COMO VOCÊ CONSEGUE ENCONTRAR PAUTAS EM LUGARES QUE MUITAS VEZES NÃO SÃO VISTOS COM ATENÇÃO? COMO FAZER ISSO?

ZECA: É prática, vem com o tempo. Uma das coisas que acho que me ajudou, foi a minha história de vida e o fato de eu ter uma família de comerciantes. A gente estava convivendo o tempo inteiro com pessoas, que despertavam a nossa criatividade. Depois, no seminário, entrei em muitas casas e as pessoas contavam as suas vivências. Então isso vai de você perceber que toda pessoa guarda uma história. No jornalismo tem muito disso, você tem contato com muitas pessoas.

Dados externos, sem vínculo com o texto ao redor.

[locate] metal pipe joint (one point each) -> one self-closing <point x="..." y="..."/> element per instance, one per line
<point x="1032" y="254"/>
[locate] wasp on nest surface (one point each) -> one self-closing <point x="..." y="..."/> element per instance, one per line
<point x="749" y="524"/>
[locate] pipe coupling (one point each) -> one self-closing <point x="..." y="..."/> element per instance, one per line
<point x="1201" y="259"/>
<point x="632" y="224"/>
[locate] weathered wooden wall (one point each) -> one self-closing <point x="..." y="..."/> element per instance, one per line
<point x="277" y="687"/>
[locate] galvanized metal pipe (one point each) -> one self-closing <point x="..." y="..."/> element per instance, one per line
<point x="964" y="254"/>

Na redação, por exemplo, quando ninguém levava a sério [uma pauta], eles falavam: “Ah, fica para o Zeca, porque ele gosta dessas personagens estranhas”. Então, você precisa acreditar, contar histórias que a maioria não enxerga. Mas eu acho que o principal é o fato de evitar o que é óbvio, é muito de prestar atenção nos coadjuvantes, nas pessoas que não estão muito evidentes e dar a chance para as histórias que chegam pra você. Esse é um trabalho do jornalista, ele é o intermediário dessas vidas que estão acontecendo.

 O QUE É EDUCOMUNICAÇÃO? POR QUE ELA É IMPORTANTE?

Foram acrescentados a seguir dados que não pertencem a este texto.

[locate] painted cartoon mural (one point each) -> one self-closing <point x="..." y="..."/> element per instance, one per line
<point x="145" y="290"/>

ZECA: É uma pedagogia, uma teoria que abarca essas duas áreas: a comunicação e a educação. Daí gerou essa palavra que é um neologismo. A educomunicação é um instrumento também, tanto para a escola quanto para os meios de comunicação. Quando você dá os meios para os adolescentes, jovens, crianças e adultos, para eles produzirem educomunicação, eles têm um processo de assimilação do conhecimento e da realidade que é mais profundo. Por exemplo, quando você dá uma câmera para uma criança de uma comunidade para filmar a sua realidade, vai ser completamente diferente do que uma pessoa de fora filmaria. Sem dizer que ela começa a enxergar a própria realidade. Veja, a educomunicação tem esse poder de abrir uma porta, antes não aberta. O teu olhar não abre todas as portas, você precisa de outros olhares, de outros discursos.

VOCÊ ACHA QUE O MODO DE ENSINO ATUAL ESTÁ ULTRAPASSADO?

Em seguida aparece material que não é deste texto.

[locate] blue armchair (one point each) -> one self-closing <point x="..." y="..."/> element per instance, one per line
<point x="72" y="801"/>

ZECA: Não. Às vezes, a gente se apressa em dizer que a educação é inovação, que a educação é tecnologia... Aí você vê que as consideradas melhores escolas do mundo como as de Cuba, Polônia, Finlândia, não são altamente tecnológicas. Elas trabalham com avaliações criativas, você tem que quebrar a caixinha do professor. Acho que a escola brasileira tem experiências riquíssimas. Somos um país com desafios imensos e o professor brasileiro é muito criativo. Mas a gente tem um discurso muito derrotista da educação aqui, adoramos história de derrota. A escola é o espaço mais democrático, pelo menos ela poderia ser, principalmente a escola pública. A federal é super democrática hoje e isso é uma revolução. Têm pessoas que talvez nunca se encontrassem na vida se não fosse uma política de “não, tem que ter lugar pra todo mundo, todo mundo que a gente puder tem que estar aqui representado”, e isso acabou por mudar muita coisa.